Whether you like it or not, streaming services are here to stay. You will have to pay multiple monthly subscription fees to access your favorite content. T.V. networks will give and restrict access to certain movies and tv shows depending on the brand/image, market, and profitability. However, streaming services are still technically the superior option to cable because if one keeps themselves on a strict content diet and opts for the cheaper end of the subscription plans, then many people are still paying less than a cable bill. Perhaps most important, in the subscription era, consumers will have greater purchase power. The benefit of paying for multiple streaming platforms as opposed to paying a blanket bill for cable is that consumers can put their money where their mouth is. If a subscriber does not like the content produced, they can cancel their subscription. Since it is predicted that a large majority of a studio’s revenue will come from streaming services subscriptions, studios would need to change to prevent a loss of subscribers. Afterall the networks are competing with each other for your money.

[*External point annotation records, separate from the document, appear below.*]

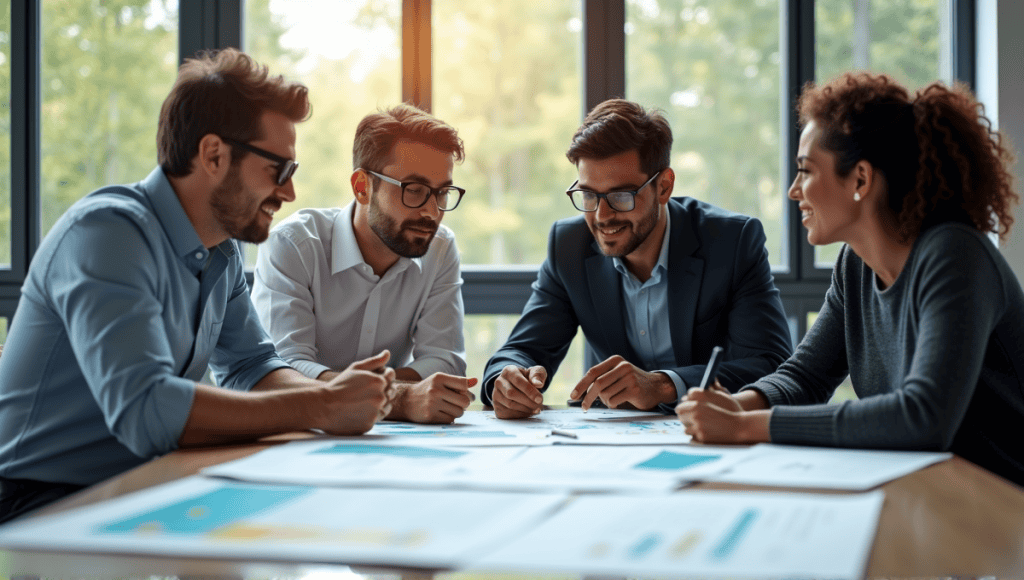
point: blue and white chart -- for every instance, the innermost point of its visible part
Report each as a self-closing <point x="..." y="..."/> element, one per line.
<point x="207" y="518"/>
<point x="345" y="462"/>
<point x="482" y="428"/>
<point x="700" y="534"/>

We don’t know what the future of streaming will look like. That’s the most exciting and scary part. The transition away from licensing and distribution could be jarring or could happen slowly over years. Competition between the streaming platforms could inspire a new golden age of original T.V. shows and movies or could incite a new wave of remakes and sequels, as a safe bet. From synchronized sound and color creation to augmented reality and real-time storytelling, the evolution of technology has always paralleled the evolution of entertainment and storytelling. Like U-Matic, Betamax, VHS, DVD, Blu Ray, streaming services are the next step in how we distribute entertainment. Yet, at the same time, the pipeline between the camera to the screen is shorter than ever before. If T.V. networks and studios find a balance between creativity and profit, and consumers hold T.V. networks and studios accountable, then streaming services might just help usher in a golden age of storytelling and entertainment.